Il a les yeux plongés dans les miens. Je suis tout contre lui, ma baguette dans la main tenue fermement par sa poigne et je ne peux rien faire pour me défendre. Il continue à passer une main dans mes cheveux. Je suis terrorisée. J'ai une peur atroce qui me serre le ventre. Ma respiration devient incontrôlable. Je ne veux pas qu'il fasse quoi que ce soit, je veux qu'il me laisse tranquille. Il faut que je fasse quelque chose pour tout arrêter mais je ne peux que fermer les yeux pour ne plus voir son regard sombre. Je murmure, dans un souffle :
« Deux. Deux sur les trois ... Mais lâche-moi ... »

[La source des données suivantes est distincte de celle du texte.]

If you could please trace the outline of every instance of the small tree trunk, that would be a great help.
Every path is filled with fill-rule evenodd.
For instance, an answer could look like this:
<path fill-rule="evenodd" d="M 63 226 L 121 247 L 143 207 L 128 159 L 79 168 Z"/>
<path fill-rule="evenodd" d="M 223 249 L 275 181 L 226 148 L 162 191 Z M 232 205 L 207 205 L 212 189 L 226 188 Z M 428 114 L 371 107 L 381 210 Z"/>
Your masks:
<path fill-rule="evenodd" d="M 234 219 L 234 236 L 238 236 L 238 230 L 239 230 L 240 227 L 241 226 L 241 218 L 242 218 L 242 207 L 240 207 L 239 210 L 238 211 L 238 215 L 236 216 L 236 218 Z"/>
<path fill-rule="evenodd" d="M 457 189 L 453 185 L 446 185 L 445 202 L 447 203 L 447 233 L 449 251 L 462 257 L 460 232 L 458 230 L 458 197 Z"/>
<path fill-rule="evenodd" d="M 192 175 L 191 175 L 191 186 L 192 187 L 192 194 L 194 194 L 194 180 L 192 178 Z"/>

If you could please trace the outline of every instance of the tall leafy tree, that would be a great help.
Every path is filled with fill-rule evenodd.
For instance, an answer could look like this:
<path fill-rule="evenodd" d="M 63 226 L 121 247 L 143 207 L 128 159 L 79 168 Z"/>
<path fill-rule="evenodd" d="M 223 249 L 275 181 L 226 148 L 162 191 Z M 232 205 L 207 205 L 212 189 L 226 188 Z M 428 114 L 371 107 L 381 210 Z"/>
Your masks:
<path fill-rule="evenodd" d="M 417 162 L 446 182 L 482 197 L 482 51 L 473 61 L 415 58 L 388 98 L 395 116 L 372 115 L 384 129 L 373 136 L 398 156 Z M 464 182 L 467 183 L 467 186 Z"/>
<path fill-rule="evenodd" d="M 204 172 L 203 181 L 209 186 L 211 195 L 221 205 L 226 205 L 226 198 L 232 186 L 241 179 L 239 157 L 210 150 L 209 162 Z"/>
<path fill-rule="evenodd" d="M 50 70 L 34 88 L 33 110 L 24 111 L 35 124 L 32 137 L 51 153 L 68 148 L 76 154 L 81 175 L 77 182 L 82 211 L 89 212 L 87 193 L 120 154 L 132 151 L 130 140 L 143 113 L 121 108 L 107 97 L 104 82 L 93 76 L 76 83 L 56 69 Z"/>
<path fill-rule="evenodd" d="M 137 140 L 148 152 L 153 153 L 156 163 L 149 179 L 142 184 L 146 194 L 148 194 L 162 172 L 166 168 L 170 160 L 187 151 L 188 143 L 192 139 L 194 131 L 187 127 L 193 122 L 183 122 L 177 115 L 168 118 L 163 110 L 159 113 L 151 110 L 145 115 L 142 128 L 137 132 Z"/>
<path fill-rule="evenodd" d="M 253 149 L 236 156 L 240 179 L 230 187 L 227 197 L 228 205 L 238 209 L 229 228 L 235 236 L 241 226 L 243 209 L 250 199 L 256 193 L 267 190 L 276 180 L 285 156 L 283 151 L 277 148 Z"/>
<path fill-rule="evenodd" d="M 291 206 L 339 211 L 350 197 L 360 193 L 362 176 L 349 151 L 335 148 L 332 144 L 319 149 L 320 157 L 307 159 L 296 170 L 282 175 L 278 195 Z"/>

Je sens son étreinte se desserrer légèrement. Je rouvre les paupières, il me regarde avec des yeux durs, sa bouche semble tordue par la colère. Je retiens ma respiration, espérant qu'il va partir maintenant qu'il a eu ce qu'il voulait. Il appuie à nouveau ses doigts sur ma main, je grimace :
« Deux ... Moi et ..., chuchote-t-il en réfléchissant avant de hausser le ton, Scott, hein ? C'est ça ? Tu as embrassé ce salaud !
– Merlin, Wilkes, tu me fais mal ! Lâche-moi vraiment cette fois ou je te jure que ... »
Je ne finis pas ma phrase parce qu'il me repousse enfin. Je recule rapidement, me tenant douloureusement le poignet en le regardant donner un coup de pied dans le mur. Je sursaute. Ce serait une très mauvaise idée de rester là une seconde de plus. Je cours le plus vite possible loin de ce fou, si possible dans un endroit calme où je pourrais me remettre de mes émotions.